Carissimi, sono giunto quasi al termine della mia esperienza di ministero al Borgo Ragazzi don Bosco, il nostro amato Borgo. Non ci sono parole per descrivere l’accumulo di sensazioni dentro di me, ma una emerge sulle altre (deve emergere sempre sulle altre!) ed è il senso di gratitudine.

Ho avuto in questi sette anni la possibilità di stare con persone eccezionali, primi tra tutti i miei confratelli della comunità salesiana (la mia famiglia), i prenovizi che si sono avvicendati in questi sette anni, tutti i collaboratori e corresponsabili della missione educativa al servizio dei giovani e delle famiglie, siano essi volontari, formatori, operatori, animatori, famiglie.

Ho trovato una comunità matura da cui ho imparato tanto (almeno spero…) nel suo insieme come da tanti suoi membri nel particolare. Davvero vi porto tutti nel cuore e nella fatica del distacco sono tranquillo perché in Cristo i legami, quelli veri, non si perdono, ma si trasformano.

Ma soprattutto ho imparato tanto dai ragazzi, specie quelli più in difficoltà, i più poveri, di cui questa opera si occupa in maniera preferenziale. Non mi sento in realtà molto più competente di prima nel lavorare con loro, ma certamente li porto ancora più nel cuore. E quando questi ragazzi – i nostri ragazzi, i ragazzi di don Bosco – ti entrano nel cuore non ne escono più, perché penetrano come una lama e compiono quello che compie la Scrittura: “come una spada a doppio taglio… penetra fino al punto di divisione dell’anima e dello spirito, delle giunture e delle midolla e scruta i sentimenti e i pensieri del cuore. Non v’è creatura che possa nascondersi… , ma tutto è nudo e scoperto agli occhi suoi… noi dobbiamo rendere conto” (Eb 4,12-13). Quanto si dice della Parola di Dio vale per i nostri ragazzi, la nostra Parola di Dio, il modo ordinario con cui Dio parla a un educatore. Essi ci scrutano, ci mettono alla prova, senza saperlo cercano di farci crescere.

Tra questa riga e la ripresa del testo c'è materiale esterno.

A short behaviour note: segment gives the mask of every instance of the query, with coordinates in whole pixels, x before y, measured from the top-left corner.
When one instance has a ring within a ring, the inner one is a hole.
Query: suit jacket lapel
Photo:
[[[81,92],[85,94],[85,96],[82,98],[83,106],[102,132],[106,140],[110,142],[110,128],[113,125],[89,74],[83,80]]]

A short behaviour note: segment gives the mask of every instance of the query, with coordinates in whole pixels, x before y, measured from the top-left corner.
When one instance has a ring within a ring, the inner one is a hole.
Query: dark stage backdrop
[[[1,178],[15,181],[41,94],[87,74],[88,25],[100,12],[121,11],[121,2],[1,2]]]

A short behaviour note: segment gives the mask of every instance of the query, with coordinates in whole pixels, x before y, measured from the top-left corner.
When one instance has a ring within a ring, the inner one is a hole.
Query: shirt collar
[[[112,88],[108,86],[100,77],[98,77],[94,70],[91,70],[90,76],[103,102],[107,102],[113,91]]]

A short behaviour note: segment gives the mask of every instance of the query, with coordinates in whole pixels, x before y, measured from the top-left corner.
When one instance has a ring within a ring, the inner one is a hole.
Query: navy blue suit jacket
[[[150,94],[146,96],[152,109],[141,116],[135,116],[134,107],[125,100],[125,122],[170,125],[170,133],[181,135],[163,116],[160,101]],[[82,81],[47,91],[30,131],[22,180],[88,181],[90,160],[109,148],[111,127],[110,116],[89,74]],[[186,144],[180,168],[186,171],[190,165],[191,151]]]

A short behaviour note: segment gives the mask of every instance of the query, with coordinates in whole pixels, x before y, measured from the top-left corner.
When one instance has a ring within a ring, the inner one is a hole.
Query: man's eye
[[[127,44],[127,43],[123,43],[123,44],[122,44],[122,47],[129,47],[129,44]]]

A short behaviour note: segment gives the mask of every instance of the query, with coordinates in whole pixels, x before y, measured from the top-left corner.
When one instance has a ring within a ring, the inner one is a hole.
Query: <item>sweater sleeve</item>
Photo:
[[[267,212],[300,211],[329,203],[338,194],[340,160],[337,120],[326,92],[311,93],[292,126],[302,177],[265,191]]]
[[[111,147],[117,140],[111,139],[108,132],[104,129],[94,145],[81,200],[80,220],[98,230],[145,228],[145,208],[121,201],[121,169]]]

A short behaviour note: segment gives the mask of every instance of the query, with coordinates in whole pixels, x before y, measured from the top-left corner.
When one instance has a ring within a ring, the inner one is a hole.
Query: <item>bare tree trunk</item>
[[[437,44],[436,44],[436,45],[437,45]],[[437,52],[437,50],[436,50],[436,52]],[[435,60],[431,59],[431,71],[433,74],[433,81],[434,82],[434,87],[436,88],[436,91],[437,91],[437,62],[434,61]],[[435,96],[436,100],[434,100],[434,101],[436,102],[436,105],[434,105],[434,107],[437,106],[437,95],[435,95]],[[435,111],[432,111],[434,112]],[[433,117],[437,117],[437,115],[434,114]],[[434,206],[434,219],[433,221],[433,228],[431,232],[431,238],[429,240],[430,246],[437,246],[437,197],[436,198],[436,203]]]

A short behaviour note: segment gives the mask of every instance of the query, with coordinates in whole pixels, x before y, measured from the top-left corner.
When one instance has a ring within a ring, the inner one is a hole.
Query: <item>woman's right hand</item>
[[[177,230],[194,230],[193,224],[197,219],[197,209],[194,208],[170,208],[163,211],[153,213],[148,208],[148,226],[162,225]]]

I ragazzi come i nostri non ti si staccano perché non puoi mai dire “ecco adesso loro sono a posto e io con loro” perché avranno sempre qualche difficoltà, qualche problema e nella migliore delle ipotesi si porteranno sempre dietro ferite troppo profonde, lasciando a loro volta in noi sempre il senso del limite e dell’incompiuto. Ed è una benedizione anche questa, da cui non sfuggire.

Il Signore sa quanto non sono stato all’altezza di una cosa così grande. Chiedo perdono a Lui e a voi di tutte le mancanze; davvero penso a quanto bene in più il Signore avrebbe potuto compiere se avesse trovato una persona con più fede di me… Non sono mancate neppure fatiche, difficoltà, incomprensioni; tutto ormai lontano, tutto affidato alla misericordia di Dio.

Ma, mi ripeto, è troppo più grande il senso di lode al Signore per quanto mi ha regalato stando qui. È stato davvero un onore aver fatto parte per un pezzettino (il 10%!) della storia di questa opera così gloriosa; l’averla potuta ripercorrere in questo settantesimo anno è stato un’altra delicatezza di Dio.

A te caro don Daniele, chiamato a essere il nuovo direttore, ogni bene e fecondità in questa comunità che ti accoglierà così come ha fatto con me e che ti entrerà nel cuore  come ha fatto con me.

Coraggio caro amato Borgo, continua a fare storia di accoglienza, di formazione, di sostegno per tanti giovani e famiglie; continua a essere “casa di pace”; continua a essere, come voleva don Bosco, segno credibile dell’amore preferenziale di Cristo per i giovani soprattutto i più poveri; fallo sempre di più come comunità di persone che si vogliono bene e che sono convinte che “per educare un solo ragazzo ci vuole un villaggio”.

Buon cammino, Dio vi benedica e Maria Ausiliatrice vi protegga!